Armadillo: A Program for Non-Real and Real Time Analysis of Musical Sounds
on the Power Macintosh
General Presentation
Timothy Madden and James Beauchamp
University of Illinois at Urbana-Champaign
Urbana, IL 61801 USA
May, 1998
The primary objective of Armadillo is to provide a convenient way to quickly analyze musical sounds on an inexpensive computer without the need for specialized hardware. The development of high speed computers with excellent graphics and high quality audio I/O for the general consumer in the last few years has made this possible. While a number of analysis programs are available on the Intel or Macintosh platforms, there are few that are dedicated to the analysis of musical sounds as Armadillo is.
Armadillo has several features that distinguish it from previous analysis programs:
1) It performs analysis in both real time and non-real time. In real time mode it operates on a signal produced by microphone or CD input. In non-real time mode it operates on either a pre-stored signal file or a pre-computed Analysis File.

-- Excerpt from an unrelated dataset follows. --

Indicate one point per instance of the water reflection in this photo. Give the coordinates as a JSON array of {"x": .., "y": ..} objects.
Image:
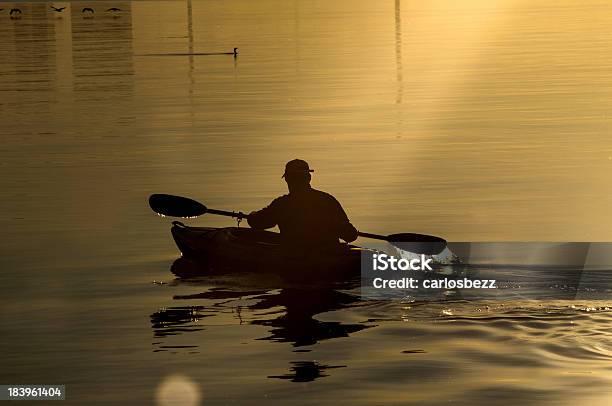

2) Graphic display windows are provided for simultaneous viewing of the amplitude spectrum in a 1-D display (amplitude vs. frequency), a Waterfall Display (successive amplitude vs. frequency graphs), a 2-D display (frequency vs. time with amplitude depicted by color brightnes), and a 3-D display (amplitude vs. time at several frequencies) with each frequency component having a different color). In addition, a signal display window is provided.
3) The 1-D display can be rendered as a bar graph, which shows the individual harmonics most clearly, or as a series of connected line segments, which delineates the spectral envelope of the sound. This changes in time as the sound changes.
4) The vertical frequency axis of the 2-D display can be put in linear frequency mode (where frequencies are linearly spaced) or in logarithmic mode (where frequencies are logarithmically spaced). The data is adjusted vertically to correspond to the axis type.
5) The orientation of the 3-D display can be altered instantaneously by clicking the mouse on the display according to x, y position. The x position changes the horizontal rotation of the 3-D graph. The y position changes the elevation of the view of the 3-D graph. Also, the graph has true 3-D perspective for ease of visualization.
6) The same display windows can be used for real time and non-real time analysis. In the case of real time analysis, the analysis is somewhat "chunky" in that the frame hop size is quite large ( typically 100 ms. with a 180 MHz 604e cpu). The speed of the window updates is, of course, affected by how many processes are going on simultaneously. Windows can be frozen to free up time for other windows. Also, a "more accurate" mode can be chosen at the expense of less mouse responsiveness. Note that as faster processors become available, the chunkyness of analysis display will become less and less. However, if non-real time analysis is chosen, no data is missed, and the analysis will be very smooth.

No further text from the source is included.